Is it so that:
- $y_i$ is not a discrete value, but a range with probability density function
- Which means for the same predictor(s) value $y_i$ could have different results
- In linear regression this distribution can only be normal
- In GLM, this distribution can be any distribution from the exponential family
- distribution of a single $y_i$ has nothing to do with distribution of all $y(s)$
- $\mu_i$ is expected value of $y_i$
- In practical use, $\mu_i$ is the predicted value $y_i$, specially if dataset has only one y for given predictor(s)
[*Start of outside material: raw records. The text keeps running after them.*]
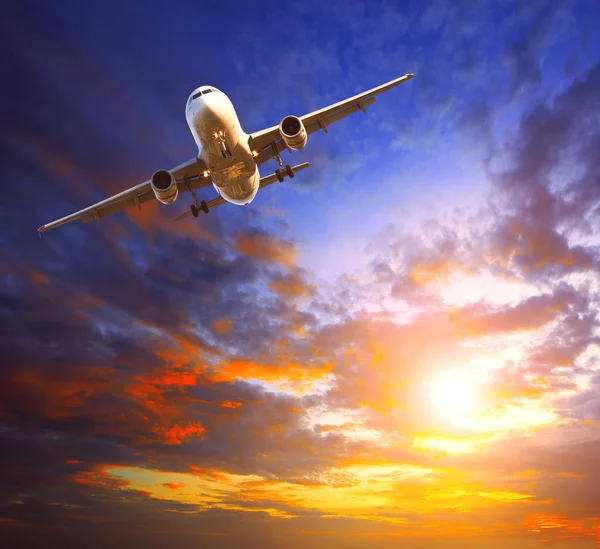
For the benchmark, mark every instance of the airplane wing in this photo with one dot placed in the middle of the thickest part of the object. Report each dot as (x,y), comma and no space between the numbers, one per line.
(188,174)
(267,143)
(264,182)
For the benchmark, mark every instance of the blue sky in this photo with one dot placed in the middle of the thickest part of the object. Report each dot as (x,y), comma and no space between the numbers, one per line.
(398,346)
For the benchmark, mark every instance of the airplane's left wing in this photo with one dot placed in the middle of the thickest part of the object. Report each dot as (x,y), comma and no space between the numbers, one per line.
(191,174)
(268,143)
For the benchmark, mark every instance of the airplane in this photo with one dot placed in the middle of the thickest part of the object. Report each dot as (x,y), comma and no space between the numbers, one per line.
(228,158)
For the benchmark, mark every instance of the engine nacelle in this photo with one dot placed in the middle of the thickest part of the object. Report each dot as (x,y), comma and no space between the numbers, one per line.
(293,132)
(164,186)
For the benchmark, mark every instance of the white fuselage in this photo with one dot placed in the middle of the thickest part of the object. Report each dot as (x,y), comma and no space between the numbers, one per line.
(222,145)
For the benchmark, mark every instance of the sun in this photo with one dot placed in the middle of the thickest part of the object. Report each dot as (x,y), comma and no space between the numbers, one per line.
(456,398)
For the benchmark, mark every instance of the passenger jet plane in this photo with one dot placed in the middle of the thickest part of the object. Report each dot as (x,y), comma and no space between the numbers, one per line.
(228,158)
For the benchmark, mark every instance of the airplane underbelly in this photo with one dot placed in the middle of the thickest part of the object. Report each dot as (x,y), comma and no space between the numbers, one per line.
(236,183)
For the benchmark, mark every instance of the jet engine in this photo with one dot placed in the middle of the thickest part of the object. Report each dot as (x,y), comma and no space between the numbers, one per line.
(293,132)
(164,186)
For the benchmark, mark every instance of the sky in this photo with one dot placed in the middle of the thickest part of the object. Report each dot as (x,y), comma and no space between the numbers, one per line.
(398,348)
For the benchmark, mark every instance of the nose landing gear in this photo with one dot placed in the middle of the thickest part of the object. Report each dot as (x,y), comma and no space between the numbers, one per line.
(197,208)
(220,137)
Are above correct? Where am I wrong?
Based on the above I've tried simulating glm
with lm
in R, and it kinda works:
library(boot)
download.file("https://dl.dropbox.com/u/7710864/data/ravensData.rda",
destfile="./ravensData.rda",method="curl")
load("./ravensData.rda")
# download manually and loadhere if above fails
# load("/yourpath/ravensData.rda")
# calling logit(ravensData$ravenWinNum) results in
# [1] Inf Inf Inf Inf Inf -Inf Inf Inf Inf Inf -Inf Inf Inf Inf Inf -Inf
# [17] -Inf -Inf Inf -Inf
# that's way too much, as inv.logit goes to 1 at 20
# so we'll write our own dummy "logit" routine
# this will give us 5 when winNum=1 and -5 when it's zero
win <- ravensData$ravenWinNum*10-5
# now we can do a simple lm
fit <- lm(win~ravensData$ravenScore)
# and get probability of win using inv.logit
fitwin <- inv.logit(fit$fitted.values)
plot(ravensData$ravenScore, fitwin)
# now glm
fitglm <- glm(ravensData$ravenWinNum ~ ravensData$ravenScore, family="binomial")
plot(ravensData$ravenScore,fitglm$fitted)